Ebizmark Menjadi Pioneer AI Platform untuk peneliti dengan RisetAI
Team Mayar
May 20, 2025
Diskusi ini membahas dampak AI dalam industri, khususnya di Ebiz dan Riset AI, serta tantangan dan peluang yang dihadapi sebelum dan setelah implementasi AI. Kang Dicky memperkenalkan perannya di Riset AI sebagai Product Lead PT. Ebiz Prima Nusa dan menjelaskan bagaimana AI membantu dalam penulisan artikel ilmiah, meskipun ada resistensi awal dari akademisi. Penggunaan AI di industri pendidikan masih dalam tahap adopsi, dengan kebutuhan untuk tetap melibatkan sentuhan manusia dalam proses penulisan. Respon dari konsumen dan internal terhadap penggunaan AI cukup positif, meskipun ada tantangan dalam memahami teknologi baru. Rencana jangka panjang Ebiz mencakup adopsi AI yang lebih luas, dengan fokus pada pelatihan dan integrasi AI dalam workflow sehari-hari.

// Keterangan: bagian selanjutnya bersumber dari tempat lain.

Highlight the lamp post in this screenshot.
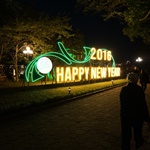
[136,57,143,71]
[136,57,143,62]
[23,46,33,55]
[15,44,33,82]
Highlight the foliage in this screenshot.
[0,79,127,115]
[77,0,150,44]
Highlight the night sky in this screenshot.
[27,0,150,63]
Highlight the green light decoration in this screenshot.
[25,42,115,82]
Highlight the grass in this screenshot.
[0,79,127,115]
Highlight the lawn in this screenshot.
[0,79,127,115]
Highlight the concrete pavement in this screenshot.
[0,85,150,150]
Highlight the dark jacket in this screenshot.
[120,83,150,122]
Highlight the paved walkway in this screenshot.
[0,85,150,150]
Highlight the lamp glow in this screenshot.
[37,57,52,74]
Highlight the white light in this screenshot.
[37,57,52,74]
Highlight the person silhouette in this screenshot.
[140,69,149,91]
[120,73,150,150]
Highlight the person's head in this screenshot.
[128,72,138,83]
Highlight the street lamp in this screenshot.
[15,43,33,82]
[136,57,143,62]
[23,46,33,55]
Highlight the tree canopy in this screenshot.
[77,0,150,44]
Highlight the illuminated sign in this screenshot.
[25,42,120,83]
[37,57,52,74]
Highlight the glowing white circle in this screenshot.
[37,57,52,74]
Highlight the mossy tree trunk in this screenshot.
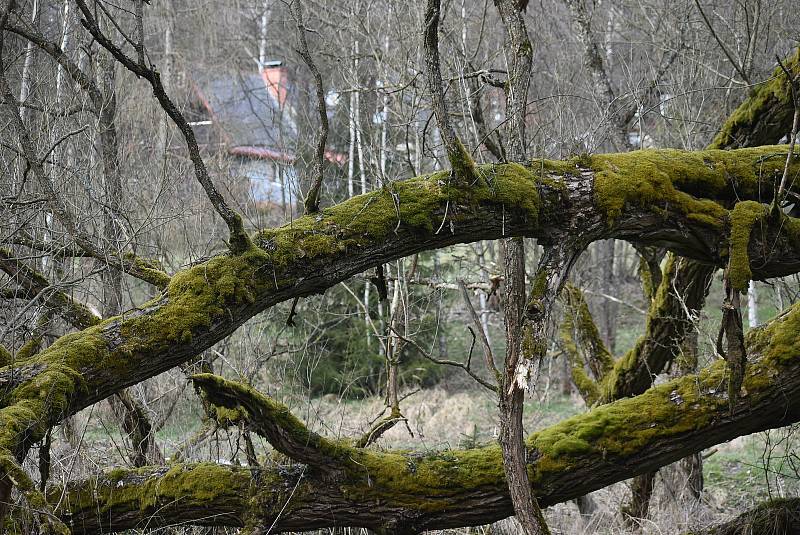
[42,312,800,534]
[0,48,800,532]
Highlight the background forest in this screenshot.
[0,0,800,534]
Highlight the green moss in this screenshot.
[48,463,251,514]
[728,201,769,292]
[0,345,14,368]
[255,164,540,267]
[711,48,800,149]
[342,445,505,511]
[590,147,800,230]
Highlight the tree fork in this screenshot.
[48,305,800,535]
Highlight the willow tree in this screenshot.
[0,0,800,534]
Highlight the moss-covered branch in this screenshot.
[191,373,348,472]
[0,147,800,464]
[599,255,713,402]
[42,300,800,534]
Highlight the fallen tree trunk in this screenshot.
[48,305,800,534]
[0,147,800,453]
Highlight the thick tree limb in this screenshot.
[191,373,344,473]
[0,147,800,460]
[48,306,800,535]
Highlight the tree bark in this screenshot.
[498,238,550,535]
[48,316,800,534]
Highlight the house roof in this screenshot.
[193,67,346,164]
[193,68,297,159]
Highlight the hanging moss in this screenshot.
[728,201,769,292]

Silahkan memperkenalkan diri terlebih dahulu tentang Riset AI dan apa yang dilakukan Kang Dicky di Riset AI?
Saya mulai perkenalan dulu ya, saya Dicky Maulana dan saat ini saya bekerja di Ebizmark, tepatnya di divisi Riset AI. Di sini, saya memegang posisi sebagai Lead Product untuk produk Riset AI.
Dalam keseharian, saya rutin memantau dashboard penggunaan Riset AI untuk memastikan semuanya berjalan lancar. Selain itu, saya juga memastikan integrasi API dan teknologi AI yang digunakan di platform MAIA dan sistem Riset AI tetap aman dan tidak mengganggu aktivitas pengguna.
Selain fokus di bidang AI, saya juga terlibat di bagian promosi produk Custom GPT ke konsumen, khususnya melalui jalur organik. Untuk aktivitas pemasaran berbayar, itu biasanya dikelola oleh tim marketing yang dipimpin oleh marketing manager. Tapi secara keseluruhan, saya lebih banyak berkontribusi di sisi promosi organik produk Custom GPT.
Kurang lebih seperti itu peran dan aktivitas saya di sini.
Apa tantangan dan peluang yang dihadapi oleh Ebiz di era AI ini?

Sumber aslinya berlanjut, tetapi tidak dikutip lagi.